Semelhantemente, chegamos ao termo æqualis, o qual poderíamos supor se tratar do nosso adjetivo “igual”. Sim, ele equivale ao adjetivo “igual”, ao menos semanticamente. Porém, o significado que temos dele hoje não é o mesmo que tinha-se na origem. Como æquus, o adjetivo æqualis exprime ideia ligada à “justiça, equidade, licitude, justeza”. No entanto, com uma pequena diferença: æquus exprime a ideia de alguém ou algum objeto que age com justiça ou com comedimento (no sentido ativo), enquanto que æqualis é àquele que pode ser “justificado” por outrem e é passível de gozar dos mesmos direitos que esses.
Da última ideia exposta acima, advém algo realmente perigoso. Como diria Yuri Bezmenov, um “artifício subversivo”. Se a Lei tratar a todos como æqualia (“justificáveis”), o conceito de “igualdade” tratará, de forma discricionária (relativa e, portanto, iníqua), a todos como potencialmente inocentes ou potencialmente imputáveis, dependendo do critério de justificação. Se essa justificação não se basear por critérios “equânimes” (moralmente justos) e em ações objetivas, corre-se o risco de ver marginais serem tratados como vítimas e vice-versa. Ou seja, esse é um critério inteiramente móvel, embora seja sempre suavemente modificado.

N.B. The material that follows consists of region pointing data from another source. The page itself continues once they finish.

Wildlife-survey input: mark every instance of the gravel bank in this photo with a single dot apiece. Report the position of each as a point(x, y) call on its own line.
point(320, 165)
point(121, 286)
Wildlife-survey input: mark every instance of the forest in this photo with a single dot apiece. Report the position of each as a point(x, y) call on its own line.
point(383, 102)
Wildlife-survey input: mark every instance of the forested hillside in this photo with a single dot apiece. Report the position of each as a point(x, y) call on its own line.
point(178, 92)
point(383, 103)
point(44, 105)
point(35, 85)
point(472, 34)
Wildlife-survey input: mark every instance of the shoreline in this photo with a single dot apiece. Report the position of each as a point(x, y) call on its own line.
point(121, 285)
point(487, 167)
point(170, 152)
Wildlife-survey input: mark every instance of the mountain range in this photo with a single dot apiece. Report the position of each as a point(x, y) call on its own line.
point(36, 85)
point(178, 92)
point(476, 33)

Embora a Lei se baseie em fatos sociais objetivos, ela é interpretada em caráter subjetivo. Não, a Lei não trata a todos como idênticos, com os mesmos direitos e deveres, mas como iguais, ou “justificáveis”, donde Orwell pôde dizer que “alguns são mais iguais que outros” [2]. Não, não creio que, nesse caso, ele tenha usado esse aforismo como uma mera ironia ou jogo de palavras de efeito.

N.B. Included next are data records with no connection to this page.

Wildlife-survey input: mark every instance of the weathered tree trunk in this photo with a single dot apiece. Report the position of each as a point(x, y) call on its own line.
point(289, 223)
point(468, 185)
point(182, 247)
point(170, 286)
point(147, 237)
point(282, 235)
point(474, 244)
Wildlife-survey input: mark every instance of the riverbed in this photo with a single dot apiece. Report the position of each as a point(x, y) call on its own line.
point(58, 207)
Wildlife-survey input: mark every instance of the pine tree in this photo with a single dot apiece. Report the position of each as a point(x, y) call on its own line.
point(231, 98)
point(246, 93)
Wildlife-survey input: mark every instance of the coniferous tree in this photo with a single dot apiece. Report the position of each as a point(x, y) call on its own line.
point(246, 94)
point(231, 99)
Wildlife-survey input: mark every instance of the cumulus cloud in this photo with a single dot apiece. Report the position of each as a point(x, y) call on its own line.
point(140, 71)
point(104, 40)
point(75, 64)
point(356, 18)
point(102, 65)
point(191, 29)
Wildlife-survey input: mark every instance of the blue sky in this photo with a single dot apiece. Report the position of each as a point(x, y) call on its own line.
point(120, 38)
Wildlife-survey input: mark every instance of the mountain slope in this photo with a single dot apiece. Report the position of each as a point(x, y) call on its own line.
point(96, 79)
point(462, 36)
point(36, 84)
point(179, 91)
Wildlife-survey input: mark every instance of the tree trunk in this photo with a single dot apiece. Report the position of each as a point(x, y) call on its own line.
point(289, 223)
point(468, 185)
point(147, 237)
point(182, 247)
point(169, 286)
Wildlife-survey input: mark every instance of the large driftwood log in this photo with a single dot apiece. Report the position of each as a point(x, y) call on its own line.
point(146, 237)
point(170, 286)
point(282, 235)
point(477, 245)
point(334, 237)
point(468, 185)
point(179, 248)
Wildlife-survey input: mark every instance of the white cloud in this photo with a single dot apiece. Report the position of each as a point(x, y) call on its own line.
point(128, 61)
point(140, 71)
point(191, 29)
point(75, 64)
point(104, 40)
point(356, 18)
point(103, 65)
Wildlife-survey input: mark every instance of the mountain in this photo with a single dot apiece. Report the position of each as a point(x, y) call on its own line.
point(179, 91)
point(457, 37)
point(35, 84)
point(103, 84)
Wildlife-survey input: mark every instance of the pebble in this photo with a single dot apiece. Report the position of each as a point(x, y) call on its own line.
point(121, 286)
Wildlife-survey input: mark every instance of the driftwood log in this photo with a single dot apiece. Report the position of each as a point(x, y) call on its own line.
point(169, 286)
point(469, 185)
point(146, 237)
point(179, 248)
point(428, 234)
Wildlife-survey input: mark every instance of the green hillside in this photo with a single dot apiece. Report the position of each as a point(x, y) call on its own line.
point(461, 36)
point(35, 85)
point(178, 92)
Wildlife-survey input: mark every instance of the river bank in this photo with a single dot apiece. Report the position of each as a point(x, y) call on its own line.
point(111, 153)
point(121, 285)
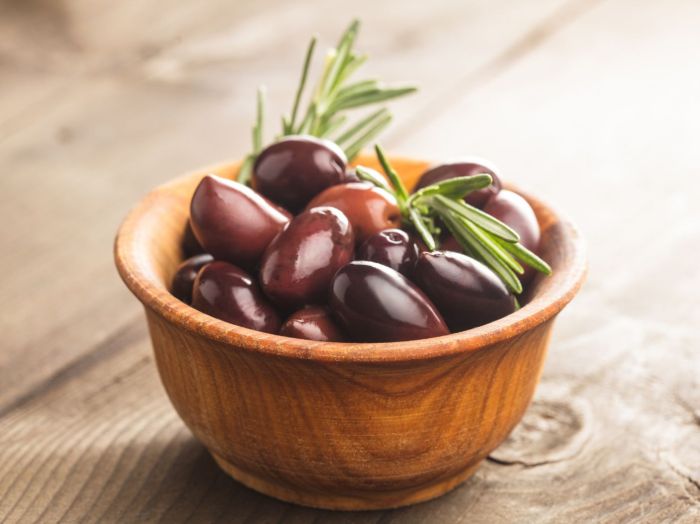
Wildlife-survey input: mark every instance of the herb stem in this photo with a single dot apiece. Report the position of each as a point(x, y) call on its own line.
point(302, 84)
point(399, 188)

Ser ou não ser “justificável” (ou seja, passível de ser tornado justo) não é o mesmo que ter os mesmos direitos e deveres diante da Lei. Talvez na aparência, mas não em essência, ao menos. A correspondência entre os cidadãos se deveria se dar consoante a identidade de suas prerrogativas. Ora, a imunidade parlamentar de um deputado e a ausência de uma prerrogativa similar de um cidadão qualquer mostra o que quer dizer “todos os cidadãos são æqualia (“justificáveis”) perante a Lei”. É de sua posição social ou de seu cargo que dependerá sua “justificação” ou a disponibilidade de seus direitos e deveres.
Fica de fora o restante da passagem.